İmparator Padişah IV. Şaddam'ın başında olduğu İmparatorluk bu naçizane gezegeni
Harkonnen adında bir hanedana vermiş. Bu hanedan gaddarlığı ve acımasızlığı ile biliniyor. Hepsi birer çıkar hastaları, her olayı işlerine geldiği şekilde düşünüyorlar. Dune gezegeninin halkında eziyet ediyorlar, vergileri arttırıyorlar, yavaş yavaş insanların kendilerinden nefret etmelerini sağlıyorlar.
Ve günün birinde bu gezegen Atreides Hanedan'ına veriliyor. Bu hanedanlık daha ılımlı, daha gururlu ve Harkonnen'lerin tam anlamıyla zıttı. Atreides Dükü Leto maiyetini alıp geliyor Arrakis'e. Ve olaylar tam da burada başlıyor.

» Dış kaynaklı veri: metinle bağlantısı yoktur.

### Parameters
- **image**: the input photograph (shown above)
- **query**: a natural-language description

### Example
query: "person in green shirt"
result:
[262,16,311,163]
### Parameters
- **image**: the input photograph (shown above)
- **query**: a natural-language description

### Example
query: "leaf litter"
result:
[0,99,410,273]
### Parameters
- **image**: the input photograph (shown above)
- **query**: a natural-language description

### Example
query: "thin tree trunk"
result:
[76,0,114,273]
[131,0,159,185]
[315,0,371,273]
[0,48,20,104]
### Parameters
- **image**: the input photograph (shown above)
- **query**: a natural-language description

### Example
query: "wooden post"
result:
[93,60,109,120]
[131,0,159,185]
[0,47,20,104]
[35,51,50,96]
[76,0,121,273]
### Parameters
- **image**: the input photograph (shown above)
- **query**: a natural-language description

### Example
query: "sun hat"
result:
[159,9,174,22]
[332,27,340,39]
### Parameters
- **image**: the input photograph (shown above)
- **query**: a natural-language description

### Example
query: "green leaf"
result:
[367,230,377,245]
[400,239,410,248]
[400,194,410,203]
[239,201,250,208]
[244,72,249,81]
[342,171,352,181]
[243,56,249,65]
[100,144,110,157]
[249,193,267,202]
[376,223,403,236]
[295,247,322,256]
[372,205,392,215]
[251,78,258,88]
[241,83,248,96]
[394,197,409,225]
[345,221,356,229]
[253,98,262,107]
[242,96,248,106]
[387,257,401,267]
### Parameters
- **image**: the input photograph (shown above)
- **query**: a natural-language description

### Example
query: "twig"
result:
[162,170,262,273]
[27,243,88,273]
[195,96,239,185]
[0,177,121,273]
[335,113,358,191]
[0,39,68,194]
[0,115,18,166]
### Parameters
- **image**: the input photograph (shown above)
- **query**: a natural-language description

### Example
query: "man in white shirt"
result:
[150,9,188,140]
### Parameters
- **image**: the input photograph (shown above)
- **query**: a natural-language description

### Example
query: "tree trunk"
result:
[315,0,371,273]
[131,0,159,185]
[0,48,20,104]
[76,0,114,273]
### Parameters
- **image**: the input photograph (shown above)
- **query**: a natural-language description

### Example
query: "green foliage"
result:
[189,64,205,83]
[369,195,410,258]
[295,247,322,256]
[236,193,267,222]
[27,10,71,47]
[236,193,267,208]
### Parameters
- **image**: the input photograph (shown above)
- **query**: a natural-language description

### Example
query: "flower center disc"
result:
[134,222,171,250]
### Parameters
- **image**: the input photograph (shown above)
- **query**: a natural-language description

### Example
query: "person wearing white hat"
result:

Yukarıda Fremenlerin bahsi geçti, onlara değineyim biraz da. Fremenler Arrakis'in yerli halkı. Dune'daki su azlığı sebebiyle kendilerini geliştirmişler. Çok usta savaşçılar, İmparatorluk'un sardokar dediği profesyonel dövüşçüleri kolaylıkla öldürebilecek kadar usta. Ve az önce söylediğim gibi, su azlığı, daha doğrusu nem azlığı onları direnişe itmiş. En basitinden kendilerine damıtıcı giysi diye bir şey üretmişler. Bu giysi sizin kaybettiğiniz nemi özel yollarla damıtıyor ve içilebilecek, tüketilebilecek duruma geliyor. Dışarıdayken, sıcak çöl kumlarının arasındayken, kısacası evinizin dışında bulunan her yerdeyken bu damıtıcı giysiyi giymeniz lazım. Yoksa [*]baş parmağını hafifçe büküp boğaz üzerinde yatay bir şekilde gezdirme hareketi[/*]
Tabi bu olaylar yalnızca damıtıcı giysiden ibaret değil. Arrakis gezegenbilimcisi Liet-Kynes'ın bu konuda büyük katkıları var. Onları da kitabı okuduktan sonra anlarsınız, ben okuma zevkinizi baltalamayayım.
Kitabın içeriği hakkında bu kadar bilgi vermek bana uygun göründü. Çünkü azıcık daha fazla bilgi versem bile kitabın içlerine sürüklenmek zorunda kalırım, onun sonu da hiç kimse için iyi olmaz.
Ayrıca kitapta böyle her yere yazabileceğiniz türden çok güzel alıntılar ve eleştiriler vardı. Şahsen ben kitaplarımda sevdiğim yerlerin altını çizme alışkanlığına sahip olsaydım, muhtemelen Dune kitabını o işaretler sebebiyle okuyamazdım.
Yazımı ikinci kitapta gördüğüm oldukça hoş ve belki de tüm seriyi kısaca açıklayan bir alıntıyla bitirmek istiyorum:
Ama yüz dansçısı yanıt veremeden, Edric boğazını temizleyip konuştu: "Felsefi lakırdılarla zaman harcamayalım. Her sorunun kökeninde tek bir soru yatar ve o da şudur: Herhangi bir şey neden vardır? Din, iş veya siyaset alanlarındaki tüm soruların kökeni ise şudur: Güce kim sahip olacak? İttifaklar, kurtuluşlar, şirketler eğer güç peşinde koşmazlarsa serap peşinde koşuyorlar demektir. Düşünebilen neredeyse tüm canlıların kavradığı gibi, güç dışında her şey saçmalıktır."